A second round of money from a federal Emergency Solutions Grant will go toward several agencies in the City of Buffalo which advocate for the homeless, assist with rapid rehousing and work to prevent at-risk people from losing homes amid the COVID pandemic, Mayor Byron Brown announced Friday.
Advocates for the homeless say the COVID-19 pandemic and the economic crisis it has cause further threaten the stability of many Buffalo residents who are struggling to keep up with rent or mortgage payments.
The state and federal governments, during the peak of New York's outbreak, offered temporary suspensions of evictions among its safety measures. Mayor Brown, standing outside the Lincoln Community Center on Quincy Street, said the help that has been provided so far is not enough.
"A growing number of residents are facing the dual stress of employment and housing insecurity," Brown said. "While the $7.1 million the city has allocated from the Department of Housing and Urban Development, in combination with the supplemental unemployment insurance and eviction moratoriums, has helped stem the worst of the new housing crisis, those added protections will unfortunately end at some time."
The Lincoln Community Center was recently converted into a homeless shelter. Dale Zuchlewski of the Homeless Alliance of Western New York described the city's outreach to agencies as a "best practice model" for the nation, but agreed that more support must be made available. He, and others, are looking upon the federal government, where a $3 trillion relief bill remains stalled.
"Homelessness is a racial equity issue. More minorities are homeless, more minorities have contracted COVID," Zuchlewski said. "Housing stability is key. There's a racial equity issue. And there's a social determinant of health. If you don't have stable housing, you're not worried about your health needs. You're not worried about social distancing. You're not worried about how sad it is. You're worried about where you're going to sleep tonight and where can I get my next meal. So housing stability is key."
Mayor Brown stated that of the nearly 1,270 homeless persons served in the City of Buffalo, about 46 percent of them are Black, while nearly a quarter of people served are age 25 or younger, and almost one in ten homeless cases are families.
Some advocates suggest the city will need closer to $15 million to adequately address housing instability and the threat of homelessness.
Mayor Brown announced that the city will present a new plan next week for more federal funding for further protection from evictions during the pandemic.
Jean Bennett, who chairs the Western New York Coalition for the Homeless, recalled wrapping up a season of Code Blue, the action strategy to get homeless persons off the street in dangerously cold weather, and heading into the COV ID-19 pandemic. She noted while the broader public was told to stay home in order to stay safe, that wasn't so easy for people who didn't have a home. She also recalled the struggle to keep the people they served safe under the circumstances.

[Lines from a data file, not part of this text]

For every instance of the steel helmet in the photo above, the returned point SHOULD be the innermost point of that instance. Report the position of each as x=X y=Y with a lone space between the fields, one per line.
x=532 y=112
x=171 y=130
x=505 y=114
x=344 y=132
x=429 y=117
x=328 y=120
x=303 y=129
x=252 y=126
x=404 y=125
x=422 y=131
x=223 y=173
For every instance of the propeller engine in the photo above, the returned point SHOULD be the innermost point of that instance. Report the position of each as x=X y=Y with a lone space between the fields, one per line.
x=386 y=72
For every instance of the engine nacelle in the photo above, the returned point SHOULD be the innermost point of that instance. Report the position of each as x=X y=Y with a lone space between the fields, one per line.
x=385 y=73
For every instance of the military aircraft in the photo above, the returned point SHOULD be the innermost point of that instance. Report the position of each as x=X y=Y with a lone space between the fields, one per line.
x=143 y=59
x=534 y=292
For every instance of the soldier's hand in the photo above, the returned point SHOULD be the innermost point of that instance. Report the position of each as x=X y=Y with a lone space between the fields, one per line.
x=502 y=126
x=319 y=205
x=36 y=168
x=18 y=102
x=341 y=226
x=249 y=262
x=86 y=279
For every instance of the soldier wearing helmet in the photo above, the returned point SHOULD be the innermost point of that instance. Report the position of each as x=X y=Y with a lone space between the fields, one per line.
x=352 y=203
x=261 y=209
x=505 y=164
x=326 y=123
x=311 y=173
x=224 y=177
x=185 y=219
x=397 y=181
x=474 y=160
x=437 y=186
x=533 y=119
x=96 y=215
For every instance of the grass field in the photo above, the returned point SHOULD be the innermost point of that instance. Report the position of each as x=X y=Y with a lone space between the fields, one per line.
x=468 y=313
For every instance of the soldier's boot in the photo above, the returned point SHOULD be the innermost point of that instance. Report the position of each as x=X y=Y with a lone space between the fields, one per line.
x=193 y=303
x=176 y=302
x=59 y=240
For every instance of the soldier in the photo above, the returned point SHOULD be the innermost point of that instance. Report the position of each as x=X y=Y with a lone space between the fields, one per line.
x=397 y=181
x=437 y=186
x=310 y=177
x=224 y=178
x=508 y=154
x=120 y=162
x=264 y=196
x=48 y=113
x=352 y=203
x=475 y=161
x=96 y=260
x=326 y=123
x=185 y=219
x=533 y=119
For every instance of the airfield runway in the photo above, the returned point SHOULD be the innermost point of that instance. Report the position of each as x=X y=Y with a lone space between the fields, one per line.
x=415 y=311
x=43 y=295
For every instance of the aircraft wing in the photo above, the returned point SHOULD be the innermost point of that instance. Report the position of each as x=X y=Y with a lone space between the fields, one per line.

She and her peers anticipate the inability of many to make rent payments for several months during the public health crisis will increase the need for assistance.
"We are aggressively preparing for the high level of need, expected as people continue to struggle with housing instability," she said. "Our work continues. We are New York tough, we're Buffalo strong, we've got this together, and only together we will overcome this crisis."